Così, proprio mentre Draghi abbandona Palazzo Chigi sbattendo la porta, la sua spregiudicata agenda politica neoliberista rientra dalla finestra attraverso il nuovo strumento di politica monetaria della BCE. Davanti al fallimento politico dell’ennesimo governo tecnico imposto al Paese, la classe dirigente europea rispolvera l’arma del ricatto del debito che tanto efficace si è dimostrata, in passato, come strumento di disciplina delle economie europee a suon di spread.

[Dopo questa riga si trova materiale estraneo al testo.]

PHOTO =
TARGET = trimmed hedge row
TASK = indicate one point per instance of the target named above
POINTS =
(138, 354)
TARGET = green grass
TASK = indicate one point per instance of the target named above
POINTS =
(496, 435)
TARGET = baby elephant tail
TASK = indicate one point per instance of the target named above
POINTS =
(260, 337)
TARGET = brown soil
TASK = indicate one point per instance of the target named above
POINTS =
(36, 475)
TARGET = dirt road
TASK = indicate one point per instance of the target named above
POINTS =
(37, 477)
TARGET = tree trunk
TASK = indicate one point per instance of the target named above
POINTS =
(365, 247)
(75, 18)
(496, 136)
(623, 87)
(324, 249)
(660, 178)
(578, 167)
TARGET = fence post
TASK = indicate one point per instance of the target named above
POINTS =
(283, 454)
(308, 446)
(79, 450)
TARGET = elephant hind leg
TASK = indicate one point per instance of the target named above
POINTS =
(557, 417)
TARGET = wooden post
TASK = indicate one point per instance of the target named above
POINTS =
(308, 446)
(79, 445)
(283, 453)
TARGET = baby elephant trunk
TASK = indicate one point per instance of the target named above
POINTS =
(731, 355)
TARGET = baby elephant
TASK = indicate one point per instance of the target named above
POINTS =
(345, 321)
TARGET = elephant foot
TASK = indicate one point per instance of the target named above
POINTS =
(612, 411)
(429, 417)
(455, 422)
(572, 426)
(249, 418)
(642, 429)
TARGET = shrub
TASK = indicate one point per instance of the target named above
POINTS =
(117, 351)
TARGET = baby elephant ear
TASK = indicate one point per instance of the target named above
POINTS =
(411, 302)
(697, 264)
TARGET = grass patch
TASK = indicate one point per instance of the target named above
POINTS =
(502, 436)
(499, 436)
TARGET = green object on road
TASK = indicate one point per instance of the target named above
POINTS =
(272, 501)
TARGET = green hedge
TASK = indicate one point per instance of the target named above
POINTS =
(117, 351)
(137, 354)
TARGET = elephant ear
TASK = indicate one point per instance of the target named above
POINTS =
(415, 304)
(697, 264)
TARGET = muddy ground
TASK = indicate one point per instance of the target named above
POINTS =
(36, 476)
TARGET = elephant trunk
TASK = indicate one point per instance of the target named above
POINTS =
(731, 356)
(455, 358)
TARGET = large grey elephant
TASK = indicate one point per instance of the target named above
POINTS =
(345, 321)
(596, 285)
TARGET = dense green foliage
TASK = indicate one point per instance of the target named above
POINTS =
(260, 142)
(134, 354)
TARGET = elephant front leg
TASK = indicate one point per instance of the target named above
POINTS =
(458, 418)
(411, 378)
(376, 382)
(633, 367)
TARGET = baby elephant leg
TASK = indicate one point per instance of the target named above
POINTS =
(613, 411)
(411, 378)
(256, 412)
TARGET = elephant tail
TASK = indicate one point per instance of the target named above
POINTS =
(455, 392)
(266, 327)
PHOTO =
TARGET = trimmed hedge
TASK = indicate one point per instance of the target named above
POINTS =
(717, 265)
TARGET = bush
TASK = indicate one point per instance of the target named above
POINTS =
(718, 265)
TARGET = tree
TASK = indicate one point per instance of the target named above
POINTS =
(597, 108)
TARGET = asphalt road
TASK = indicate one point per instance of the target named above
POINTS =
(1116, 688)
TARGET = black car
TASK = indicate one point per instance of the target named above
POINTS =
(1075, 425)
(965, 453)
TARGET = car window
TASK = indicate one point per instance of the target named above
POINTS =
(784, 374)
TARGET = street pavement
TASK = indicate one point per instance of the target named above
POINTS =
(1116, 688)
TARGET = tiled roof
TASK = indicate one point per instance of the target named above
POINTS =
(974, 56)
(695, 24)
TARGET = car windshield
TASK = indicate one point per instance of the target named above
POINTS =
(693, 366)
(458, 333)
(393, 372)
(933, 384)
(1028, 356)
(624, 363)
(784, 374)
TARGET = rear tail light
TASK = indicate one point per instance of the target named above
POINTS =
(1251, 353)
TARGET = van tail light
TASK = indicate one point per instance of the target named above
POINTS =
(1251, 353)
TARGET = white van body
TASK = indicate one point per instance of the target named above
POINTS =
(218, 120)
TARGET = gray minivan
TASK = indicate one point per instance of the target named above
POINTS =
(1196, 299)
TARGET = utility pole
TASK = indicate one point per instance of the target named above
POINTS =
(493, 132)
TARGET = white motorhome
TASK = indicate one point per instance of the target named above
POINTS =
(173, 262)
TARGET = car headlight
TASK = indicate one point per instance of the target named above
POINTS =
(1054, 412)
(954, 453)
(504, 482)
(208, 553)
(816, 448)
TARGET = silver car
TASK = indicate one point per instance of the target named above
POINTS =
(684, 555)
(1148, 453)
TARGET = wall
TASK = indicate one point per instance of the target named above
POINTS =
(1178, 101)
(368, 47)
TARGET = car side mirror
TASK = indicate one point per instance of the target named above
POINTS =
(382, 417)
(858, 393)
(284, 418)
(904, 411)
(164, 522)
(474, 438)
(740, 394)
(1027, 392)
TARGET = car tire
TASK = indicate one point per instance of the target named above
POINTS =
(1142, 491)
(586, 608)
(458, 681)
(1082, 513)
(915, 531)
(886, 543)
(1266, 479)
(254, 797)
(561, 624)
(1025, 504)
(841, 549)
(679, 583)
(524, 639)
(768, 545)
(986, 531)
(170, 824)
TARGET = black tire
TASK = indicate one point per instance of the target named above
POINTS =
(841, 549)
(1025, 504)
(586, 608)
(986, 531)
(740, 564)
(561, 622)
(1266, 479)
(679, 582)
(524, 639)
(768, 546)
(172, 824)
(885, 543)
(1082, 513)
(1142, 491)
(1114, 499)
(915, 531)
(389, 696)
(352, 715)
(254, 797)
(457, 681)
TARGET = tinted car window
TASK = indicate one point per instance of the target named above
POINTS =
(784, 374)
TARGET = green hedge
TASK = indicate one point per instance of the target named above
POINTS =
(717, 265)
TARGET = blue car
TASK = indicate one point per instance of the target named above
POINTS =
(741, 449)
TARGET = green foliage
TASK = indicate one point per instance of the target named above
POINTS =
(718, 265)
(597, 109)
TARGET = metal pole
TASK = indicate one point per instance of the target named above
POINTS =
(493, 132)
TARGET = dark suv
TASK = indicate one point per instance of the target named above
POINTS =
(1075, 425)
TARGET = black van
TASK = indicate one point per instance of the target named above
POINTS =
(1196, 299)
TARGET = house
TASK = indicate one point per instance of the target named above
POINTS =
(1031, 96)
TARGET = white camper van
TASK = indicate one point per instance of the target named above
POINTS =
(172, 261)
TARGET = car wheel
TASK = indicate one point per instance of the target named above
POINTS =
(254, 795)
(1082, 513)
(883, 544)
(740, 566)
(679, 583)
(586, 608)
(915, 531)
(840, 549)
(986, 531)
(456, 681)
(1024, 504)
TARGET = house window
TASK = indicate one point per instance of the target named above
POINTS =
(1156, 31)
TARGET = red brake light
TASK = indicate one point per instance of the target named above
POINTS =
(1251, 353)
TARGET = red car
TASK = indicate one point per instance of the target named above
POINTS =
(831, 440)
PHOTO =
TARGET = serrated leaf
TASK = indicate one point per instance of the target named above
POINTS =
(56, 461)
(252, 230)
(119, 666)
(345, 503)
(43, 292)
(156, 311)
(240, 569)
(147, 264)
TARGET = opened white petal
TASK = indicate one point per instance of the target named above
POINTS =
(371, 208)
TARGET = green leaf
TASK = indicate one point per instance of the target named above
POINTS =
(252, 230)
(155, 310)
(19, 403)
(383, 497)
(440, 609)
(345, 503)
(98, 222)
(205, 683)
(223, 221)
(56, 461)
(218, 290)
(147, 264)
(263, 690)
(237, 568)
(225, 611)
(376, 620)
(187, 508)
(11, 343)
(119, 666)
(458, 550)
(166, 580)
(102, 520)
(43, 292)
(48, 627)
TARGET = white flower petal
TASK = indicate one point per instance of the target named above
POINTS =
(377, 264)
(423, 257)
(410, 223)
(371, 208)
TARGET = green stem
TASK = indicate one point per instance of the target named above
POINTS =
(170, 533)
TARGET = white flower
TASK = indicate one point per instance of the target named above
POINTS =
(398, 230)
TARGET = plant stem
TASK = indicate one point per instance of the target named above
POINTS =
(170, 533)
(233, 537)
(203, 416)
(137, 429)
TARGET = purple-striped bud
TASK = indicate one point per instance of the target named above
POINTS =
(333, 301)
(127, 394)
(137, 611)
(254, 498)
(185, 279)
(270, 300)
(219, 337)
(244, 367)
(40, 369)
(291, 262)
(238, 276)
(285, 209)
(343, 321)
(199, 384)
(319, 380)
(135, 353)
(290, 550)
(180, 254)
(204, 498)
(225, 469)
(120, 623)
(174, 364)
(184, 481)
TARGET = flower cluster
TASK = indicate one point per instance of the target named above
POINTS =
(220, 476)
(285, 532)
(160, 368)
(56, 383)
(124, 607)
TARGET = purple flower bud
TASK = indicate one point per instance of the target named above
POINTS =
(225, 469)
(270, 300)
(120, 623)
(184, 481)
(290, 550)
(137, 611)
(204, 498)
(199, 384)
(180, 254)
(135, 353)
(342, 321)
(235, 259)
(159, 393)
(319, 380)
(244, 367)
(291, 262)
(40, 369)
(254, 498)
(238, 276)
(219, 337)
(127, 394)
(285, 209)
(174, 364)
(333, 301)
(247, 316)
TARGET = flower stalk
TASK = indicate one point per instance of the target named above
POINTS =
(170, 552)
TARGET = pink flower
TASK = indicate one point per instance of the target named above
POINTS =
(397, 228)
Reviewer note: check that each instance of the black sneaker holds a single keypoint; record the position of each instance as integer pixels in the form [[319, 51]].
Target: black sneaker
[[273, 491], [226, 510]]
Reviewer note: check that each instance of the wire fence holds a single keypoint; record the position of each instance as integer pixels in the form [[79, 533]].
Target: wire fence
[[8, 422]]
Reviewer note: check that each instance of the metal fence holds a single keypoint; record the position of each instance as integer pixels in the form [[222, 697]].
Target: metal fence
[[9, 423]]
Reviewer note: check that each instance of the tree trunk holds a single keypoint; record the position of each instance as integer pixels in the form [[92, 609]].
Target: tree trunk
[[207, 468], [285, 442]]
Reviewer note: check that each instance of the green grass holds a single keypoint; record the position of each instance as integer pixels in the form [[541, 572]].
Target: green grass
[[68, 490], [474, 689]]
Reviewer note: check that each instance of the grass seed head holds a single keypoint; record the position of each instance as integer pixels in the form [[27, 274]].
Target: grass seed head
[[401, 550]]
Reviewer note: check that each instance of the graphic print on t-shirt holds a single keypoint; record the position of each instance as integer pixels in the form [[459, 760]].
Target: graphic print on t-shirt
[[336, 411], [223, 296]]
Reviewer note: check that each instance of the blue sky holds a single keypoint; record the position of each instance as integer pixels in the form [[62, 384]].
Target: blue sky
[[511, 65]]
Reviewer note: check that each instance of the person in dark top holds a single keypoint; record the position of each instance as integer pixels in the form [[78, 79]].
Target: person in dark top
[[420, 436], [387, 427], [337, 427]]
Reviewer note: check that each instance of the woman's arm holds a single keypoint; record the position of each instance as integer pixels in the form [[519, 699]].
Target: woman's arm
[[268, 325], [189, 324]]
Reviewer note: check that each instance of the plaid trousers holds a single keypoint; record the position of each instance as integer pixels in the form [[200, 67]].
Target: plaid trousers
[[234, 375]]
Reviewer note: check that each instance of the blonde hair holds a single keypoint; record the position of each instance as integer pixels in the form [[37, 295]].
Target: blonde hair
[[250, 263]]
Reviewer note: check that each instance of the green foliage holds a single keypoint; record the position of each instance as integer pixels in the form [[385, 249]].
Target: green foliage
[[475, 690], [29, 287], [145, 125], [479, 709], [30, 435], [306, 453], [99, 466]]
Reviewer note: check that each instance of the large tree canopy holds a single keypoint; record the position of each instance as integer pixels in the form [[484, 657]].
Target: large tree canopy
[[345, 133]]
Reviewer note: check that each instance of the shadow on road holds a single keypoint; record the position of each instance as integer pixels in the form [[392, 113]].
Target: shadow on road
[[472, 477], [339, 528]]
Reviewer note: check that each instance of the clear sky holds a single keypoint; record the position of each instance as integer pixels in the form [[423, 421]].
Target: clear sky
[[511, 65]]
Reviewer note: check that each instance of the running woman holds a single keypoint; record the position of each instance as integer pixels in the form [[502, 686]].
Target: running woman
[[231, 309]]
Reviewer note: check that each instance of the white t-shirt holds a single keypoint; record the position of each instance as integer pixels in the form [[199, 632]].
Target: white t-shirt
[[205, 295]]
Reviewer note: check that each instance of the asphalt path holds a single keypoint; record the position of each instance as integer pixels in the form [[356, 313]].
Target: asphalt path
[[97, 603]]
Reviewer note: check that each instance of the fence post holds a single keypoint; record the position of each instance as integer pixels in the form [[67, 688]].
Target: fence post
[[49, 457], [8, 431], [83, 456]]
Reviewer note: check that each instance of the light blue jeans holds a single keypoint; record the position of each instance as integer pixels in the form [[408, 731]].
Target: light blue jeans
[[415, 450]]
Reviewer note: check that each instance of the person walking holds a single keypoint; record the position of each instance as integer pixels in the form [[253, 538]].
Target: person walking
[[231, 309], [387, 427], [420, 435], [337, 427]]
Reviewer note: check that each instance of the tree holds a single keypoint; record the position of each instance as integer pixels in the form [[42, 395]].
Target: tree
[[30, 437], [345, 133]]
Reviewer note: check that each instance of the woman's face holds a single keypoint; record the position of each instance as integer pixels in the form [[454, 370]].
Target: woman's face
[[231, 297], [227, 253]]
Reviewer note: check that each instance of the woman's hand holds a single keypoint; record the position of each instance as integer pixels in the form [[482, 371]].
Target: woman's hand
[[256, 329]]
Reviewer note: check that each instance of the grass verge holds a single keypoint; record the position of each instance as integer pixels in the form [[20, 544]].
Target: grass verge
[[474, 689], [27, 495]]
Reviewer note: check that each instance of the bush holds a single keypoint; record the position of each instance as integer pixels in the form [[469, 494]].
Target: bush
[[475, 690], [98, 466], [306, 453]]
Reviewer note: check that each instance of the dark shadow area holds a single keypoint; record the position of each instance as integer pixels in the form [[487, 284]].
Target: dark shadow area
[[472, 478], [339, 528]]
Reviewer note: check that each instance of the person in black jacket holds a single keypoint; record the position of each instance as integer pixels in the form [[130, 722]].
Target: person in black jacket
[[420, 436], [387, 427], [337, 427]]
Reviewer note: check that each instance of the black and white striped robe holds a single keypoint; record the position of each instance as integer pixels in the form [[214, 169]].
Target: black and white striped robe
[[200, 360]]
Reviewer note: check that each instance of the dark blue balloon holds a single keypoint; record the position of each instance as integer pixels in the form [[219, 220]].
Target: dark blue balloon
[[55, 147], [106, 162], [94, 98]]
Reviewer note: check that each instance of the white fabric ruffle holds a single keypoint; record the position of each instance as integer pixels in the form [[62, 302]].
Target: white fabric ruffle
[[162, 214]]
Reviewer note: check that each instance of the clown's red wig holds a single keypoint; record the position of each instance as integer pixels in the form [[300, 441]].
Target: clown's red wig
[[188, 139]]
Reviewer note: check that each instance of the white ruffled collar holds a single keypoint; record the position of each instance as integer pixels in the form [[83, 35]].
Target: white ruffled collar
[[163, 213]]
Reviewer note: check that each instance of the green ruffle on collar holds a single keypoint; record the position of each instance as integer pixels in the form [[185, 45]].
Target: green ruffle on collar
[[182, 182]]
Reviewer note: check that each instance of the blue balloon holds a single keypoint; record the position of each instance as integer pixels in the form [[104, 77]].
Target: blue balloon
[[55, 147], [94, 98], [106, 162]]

Gli eventi di questi ultimi giorni ci ricordano anche che, quale che sarà l’esito delle elezioni del prossimo 25 settembre, il programma di governo è già pronto ed è scritto nero su bianco nel PNRR, messo appunto dall’esecutivo Draghi e vincolante per chiunque uscirà vittorioso dalle urne per tutta la durata della legislatura, pena l’esplosione dell’instabilità finanziaria sotto la spinta della BCE. Salvini, Letta e Meloni potranno così azzuffarsi sulle briciole e sulle quisquilie, consapevoli che l’agenda di politica economica e sociale sarà la stessa, chiunque di essi prevalga, perché questa è la naturale e unica conseguenza dell’adesione cieca alla politica del pilota automatico di matrice europea. E, visto che stiamo entrando in campagna elettorale, è buffo osservare che pezzi degli stessi partiti che hanno sostenuto il governo Draghi ora provino improvvisamente a rimettere i panni barricaderi, con una divisione dei ruoli fra poliziotto buono e poliziotto cattivo che era insopportabile prima ed è intollerabile ora che escono dalla prova del governo. Noi da parte nostra ripetiamo che niente di buono potrà venire da questi, ma continuiamo a riporre speranza in chi – finora fuori dall’arco parlamentare – in questi anni ha coerentemente individuato il meccanismo europeo quale uno dei fattori di controllo degli interessi della classe lavoratrice. La strada da fare è ancora molto lunga, ma il cammino è iniziato.